SELECT INTO

  • I need to copy the data from one table to another table. which method will provide the optimized performance?

    1) insert into

    or

    2) select * into table from table.

    which method is better???????

  • Change to bulk recovery mode and use "Select into". Select into is minimally logged (see http://msdn2.microsoft.com/en-us/library/ms191244.aspx).

    Regards,

    Andras


    Andras Belokosztolszki, MCPD, PhD
    GoldenGate Software

  • I would do this in two stages.

    SELECT * INTO newtable FROM oldtable WHERE 1=0

    INSERT INTO newtable

    SELECT * FROM oldtable.

    The first statement creates the table in the desired structure but with no records, the 2nd populates it.

    Things to watch out for.

    1. Identity values. INSERT INTO SELECT * won't work if there are identity values.

    2. The size of the table in terms of number of records. If you are talking about millions of records then having a number of batched inserts may be a better bet and won't blow your log file to bits.

  • I think David recommends his method because SELECT/INTO will temporarily lock SysObjects while the data is transferring...

    However, I prefer the SELECT/INTO method for two reasons...

    1. If you CAN temporarily change to the Bulk or Simple recovery modes, there's a lot less logging (other factors must also be true... see Books Online for details).

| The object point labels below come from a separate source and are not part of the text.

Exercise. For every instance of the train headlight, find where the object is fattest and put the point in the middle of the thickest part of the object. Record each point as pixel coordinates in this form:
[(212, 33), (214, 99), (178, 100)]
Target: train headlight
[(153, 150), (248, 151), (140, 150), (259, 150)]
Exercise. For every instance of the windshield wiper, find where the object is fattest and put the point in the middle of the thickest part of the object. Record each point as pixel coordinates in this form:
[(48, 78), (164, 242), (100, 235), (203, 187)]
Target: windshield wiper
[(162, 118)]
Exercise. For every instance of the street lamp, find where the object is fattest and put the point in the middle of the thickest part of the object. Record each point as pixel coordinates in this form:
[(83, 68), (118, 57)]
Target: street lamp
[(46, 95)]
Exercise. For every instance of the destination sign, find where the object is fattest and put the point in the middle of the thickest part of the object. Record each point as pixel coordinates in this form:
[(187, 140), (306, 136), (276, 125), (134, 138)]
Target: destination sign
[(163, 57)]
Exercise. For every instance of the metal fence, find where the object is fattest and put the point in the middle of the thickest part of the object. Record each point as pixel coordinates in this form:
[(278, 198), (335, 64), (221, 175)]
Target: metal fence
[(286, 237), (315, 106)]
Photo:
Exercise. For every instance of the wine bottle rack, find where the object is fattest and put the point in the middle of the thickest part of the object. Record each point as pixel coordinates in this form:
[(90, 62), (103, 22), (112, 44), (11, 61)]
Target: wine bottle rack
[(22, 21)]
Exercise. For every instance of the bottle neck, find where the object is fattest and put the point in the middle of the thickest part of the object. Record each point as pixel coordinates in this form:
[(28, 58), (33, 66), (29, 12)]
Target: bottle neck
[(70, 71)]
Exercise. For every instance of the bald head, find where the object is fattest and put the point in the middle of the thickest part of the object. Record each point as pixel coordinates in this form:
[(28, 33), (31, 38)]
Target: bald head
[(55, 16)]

    2. It's nasty fast even with a couple of million rows... you won't have the locks on SysObjects for long. Other processes will simply wait.

    --Jeff Moden


    RBAR is pronounced "ree-bar" and is a "Modenism" for Row-By-Agonizing-Row.
    First step towards the paradigm shift of writing Set Based code:
    ________Stop thinking about what you want to do to a ROW... think, instead, of what you want to do to a COLUMN.

    Change is inevitable... Change for the better is not.


    Helpful Links:
    How to post code problems
    How to Post Performance Problems
    Create a Tally Function (fnTally)

  • So why would SELECT INTO not lock sysobjects?

    Surely any form of creation of an object would have a small lock on sysobjects?

    The other point is, how often are records created in sysobjects in any case? Application code doesn't create tables, constraints, procs or functions so surely any locking on sysobjects is irrelevant?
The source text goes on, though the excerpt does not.